廃陸の旅団
「ったく、このままじゃ埒開かねぇな。けどアレ使ったら副監に何を言われるか……」
恨めしそうにローザスを見たソニア。
その様子を見てカムイは、始めから感じていた感覚が確かなものであったと確信した。
ソニアは手を抜いている。
「手抜くのやめた方が身の為ですよソニアさん。」
カムイの挑発的な言動にソニアは笑顔を返す。
するとソニアのフォースが両足に収束していく。
「なっ!?あの馬鹿、認定試験でアレを使う気か……!?」
ローザスはカムイには申し訳ないが、この試験不合格となることを確信した。
「じゃあ、そうするわ。神元流歩法術『影縫い』」
カムイの目の前からソニアの姿が消える。
「なに!?消えただと?」
するとまるでカムイの影から沸いてきたかのように一瞬にして、カムイ真後ろに移動する。
間一髪で反応したために大きなダメージはなかったが初めてカムイはソニアの攻撃をまともに受けてしまった。
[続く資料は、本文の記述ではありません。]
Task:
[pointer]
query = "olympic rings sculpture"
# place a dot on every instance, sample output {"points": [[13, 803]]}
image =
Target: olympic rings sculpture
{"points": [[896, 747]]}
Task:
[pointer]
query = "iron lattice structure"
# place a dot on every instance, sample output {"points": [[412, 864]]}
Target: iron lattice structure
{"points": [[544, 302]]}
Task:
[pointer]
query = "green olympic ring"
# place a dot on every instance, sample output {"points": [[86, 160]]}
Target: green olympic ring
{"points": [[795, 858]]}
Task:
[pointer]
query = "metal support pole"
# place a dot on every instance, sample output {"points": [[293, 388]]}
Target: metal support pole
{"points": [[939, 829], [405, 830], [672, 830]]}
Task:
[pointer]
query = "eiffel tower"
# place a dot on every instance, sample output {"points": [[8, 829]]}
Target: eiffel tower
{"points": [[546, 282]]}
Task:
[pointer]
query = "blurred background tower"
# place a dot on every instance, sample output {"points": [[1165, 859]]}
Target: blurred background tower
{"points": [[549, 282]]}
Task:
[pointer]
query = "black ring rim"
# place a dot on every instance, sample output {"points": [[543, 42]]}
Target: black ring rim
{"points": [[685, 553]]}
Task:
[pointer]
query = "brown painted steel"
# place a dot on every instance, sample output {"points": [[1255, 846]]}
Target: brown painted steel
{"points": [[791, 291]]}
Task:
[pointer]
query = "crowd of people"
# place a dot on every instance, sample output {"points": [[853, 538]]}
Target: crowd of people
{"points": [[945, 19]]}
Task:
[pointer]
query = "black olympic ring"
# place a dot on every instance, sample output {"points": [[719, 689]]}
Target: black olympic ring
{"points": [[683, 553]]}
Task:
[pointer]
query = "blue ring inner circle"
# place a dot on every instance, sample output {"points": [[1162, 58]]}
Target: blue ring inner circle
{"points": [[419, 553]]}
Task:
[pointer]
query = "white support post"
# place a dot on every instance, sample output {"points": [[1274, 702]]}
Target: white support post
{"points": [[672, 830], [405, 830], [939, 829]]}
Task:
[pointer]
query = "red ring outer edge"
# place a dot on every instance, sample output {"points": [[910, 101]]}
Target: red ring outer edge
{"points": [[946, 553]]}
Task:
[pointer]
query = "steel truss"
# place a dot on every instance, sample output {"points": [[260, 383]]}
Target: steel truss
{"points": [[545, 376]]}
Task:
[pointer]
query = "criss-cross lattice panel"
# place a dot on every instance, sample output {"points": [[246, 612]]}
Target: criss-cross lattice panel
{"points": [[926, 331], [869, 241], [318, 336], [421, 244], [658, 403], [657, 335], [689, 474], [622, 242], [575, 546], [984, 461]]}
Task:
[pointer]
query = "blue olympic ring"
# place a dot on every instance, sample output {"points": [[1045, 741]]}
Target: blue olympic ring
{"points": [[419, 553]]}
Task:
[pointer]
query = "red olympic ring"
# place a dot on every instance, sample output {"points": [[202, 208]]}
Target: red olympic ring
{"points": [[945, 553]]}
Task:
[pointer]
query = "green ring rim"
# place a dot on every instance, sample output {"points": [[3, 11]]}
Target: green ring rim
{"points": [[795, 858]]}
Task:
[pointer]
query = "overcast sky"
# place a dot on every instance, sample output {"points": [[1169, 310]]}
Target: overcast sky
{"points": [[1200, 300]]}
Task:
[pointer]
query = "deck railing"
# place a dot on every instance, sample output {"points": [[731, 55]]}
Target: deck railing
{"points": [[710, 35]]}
「こんな凄いの隠し持ってるなんてズルいなぁソニアさん。」
斬られた腕を抑えながらカムイがそういうと、ソニアは笑った。
「オレの二つ名を教えてやろう。オレは"閃光-センコウ-"のソニア、最速の剣術・神元流の正当後継者だ。」
名乗り終えるとソニアがまた視界から消える。
「相変わらず卑怯なくらいの速さだな。」
「ああ、あれを攻略出来んのなんてニーガル中将くらいなもんじゃないか?」
また、容易にカムイの背後をとったソニア、今度は脇腹に一撃を見舞いする。